Blizzard Still Twisting And Distorting Copyright To Go After Cheaters
from the paved-with-good-intentions dept
The road to Hell, as they say, is paved with good intentions. The lesson in that axiom is that one should always be wary of the potentially adverse consequences of actions intended to be good. Blizzard, unfortunately, appears to be something of a performance art piece on this concept. For many years now it has, under the auspices of protecting the larger portion of its customers' gaming experience, gone after hackers and cheaters in its games by twisting copyright law into a tortured pretzel. It began with Starcraft and then transitioned into World of Warcraft, both relying on a morose entwining of copyright law and terms of service. That combination essentially creates a cascade of faulty nonsense, starting with the concept that software is only licensed and not sold to customers, that ToS agreements are so binding that breaking them breaks the license, and finally that breaking the license negates the ability for fleeting copying that the software employs, creating a copyright infringement. If your head is spinning, you aren't alone.
Yet, Blizzard continues on, now going back into the Starcraft realm to sue "hackers" for copyright infringement in the name of protecting the larger audience of the game.

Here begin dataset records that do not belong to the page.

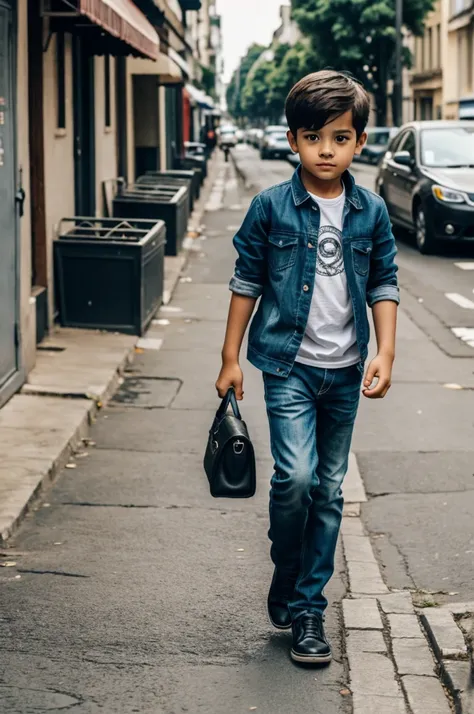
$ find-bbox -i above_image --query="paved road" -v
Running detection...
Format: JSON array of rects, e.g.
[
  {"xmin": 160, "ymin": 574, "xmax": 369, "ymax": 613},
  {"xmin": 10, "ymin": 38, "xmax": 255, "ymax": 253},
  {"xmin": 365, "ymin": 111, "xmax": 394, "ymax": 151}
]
[
  {"xmin": 0, "ymin": 161, "xmax": 351, "ymax": 714},
  {"xmin": 0, "ymin": 147, "xmax": 474, "ymax": 714},
  {"xmin": 232, "ymin": 147, "xmax": 474, "ymax": 602}
]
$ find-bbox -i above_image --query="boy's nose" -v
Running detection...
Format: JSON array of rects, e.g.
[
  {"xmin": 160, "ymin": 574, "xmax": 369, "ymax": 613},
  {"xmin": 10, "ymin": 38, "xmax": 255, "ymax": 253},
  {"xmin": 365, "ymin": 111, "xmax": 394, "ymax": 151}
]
[{"xmin": 319, "ymin": 146, "xmax": 334, "ymax": 158}]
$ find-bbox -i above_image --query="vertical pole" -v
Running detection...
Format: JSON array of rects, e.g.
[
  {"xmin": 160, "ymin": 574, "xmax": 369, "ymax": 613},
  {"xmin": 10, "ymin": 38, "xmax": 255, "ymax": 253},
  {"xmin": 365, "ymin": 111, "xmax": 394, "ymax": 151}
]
[{"xmin": 393, "ymin": 0, "xmax": 403, "ymax": 126}]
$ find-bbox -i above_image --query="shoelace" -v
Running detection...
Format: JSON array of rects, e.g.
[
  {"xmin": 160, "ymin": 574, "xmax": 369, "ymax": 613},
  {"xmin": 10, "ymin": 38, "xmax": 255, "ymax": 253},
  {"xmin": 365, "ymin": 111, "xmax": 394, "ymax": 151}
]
[{"xmin": 301, "ymin": 614, "xmax": 324, "ymax": 640}]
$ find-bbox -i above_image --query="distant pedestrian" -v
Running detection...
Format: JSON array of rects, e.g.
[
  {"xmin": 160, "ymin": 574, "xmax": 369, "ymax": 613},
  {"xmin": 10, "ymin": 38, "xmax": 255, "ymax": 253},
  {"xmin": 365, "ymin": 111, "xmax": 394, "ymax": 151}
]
[{"xmin": 216, "ymin": 70, "xmax": 399, "ymax": 664}]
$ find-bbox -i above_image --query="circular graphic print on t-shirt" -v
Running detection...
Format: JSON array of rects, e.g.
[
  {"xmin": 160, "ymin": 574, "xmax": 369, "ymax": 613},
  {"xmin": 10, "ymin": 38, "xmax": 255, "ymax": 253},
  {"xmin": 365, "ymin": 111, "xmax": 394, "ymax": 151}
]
[{"xmin": 316, "ymin": 226, "xmax": 344, "ymax": 277}]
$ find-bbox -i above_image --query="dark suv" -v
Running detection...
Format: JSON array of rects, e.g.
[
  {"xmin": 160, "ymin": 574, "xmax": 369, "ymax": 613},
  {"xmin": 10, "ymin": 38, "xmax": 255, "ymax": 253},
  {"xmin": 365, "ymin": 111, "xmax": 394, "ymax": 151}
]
[{"xmin": 376, "ymin": 120, "xmax": 474, "ymax": 253}]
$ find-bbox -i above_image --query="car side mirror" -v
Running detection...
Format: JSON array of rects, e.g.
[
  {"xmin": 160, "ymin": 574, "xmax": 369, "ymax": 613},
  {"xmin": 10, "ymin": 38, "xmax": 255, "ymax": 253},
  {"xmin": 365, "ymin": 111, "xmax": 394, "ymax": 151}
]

Blizzard filed papers in a California court on May 19th alleging that an unidentified group of programmers infringed on the publisher's StarCraft II copyright with a series of cheats and in-game exploits collectively known as the "ValiantChaos MapHack." Designed to give StarCraft II players any number of competitive advantages when playing the game online, the MapHack was made available online through the ValiantChaos forum—provided that forum members paid $62.50 for access to its VIP section. The complaint Blizzard filed says that the company is taking action against the programmers in order to "protect the sanctity of the StarCraft II experience" against "hacks, mods or any other unauthorized third-party software" that undermines the competition central to the game's online multiplayer.It would be quite easy for any Starcraft 2 player to cheer Blizzard on at this point. I don't play this particular game, but I've wished all manner of ill in the past on those that were obviously using cheats and hacks in online games in the past. Counter Strike, in particular, did more to teach me how much I hate cheaters than any other single experience in my entire life. That said, we still have the same problems as before.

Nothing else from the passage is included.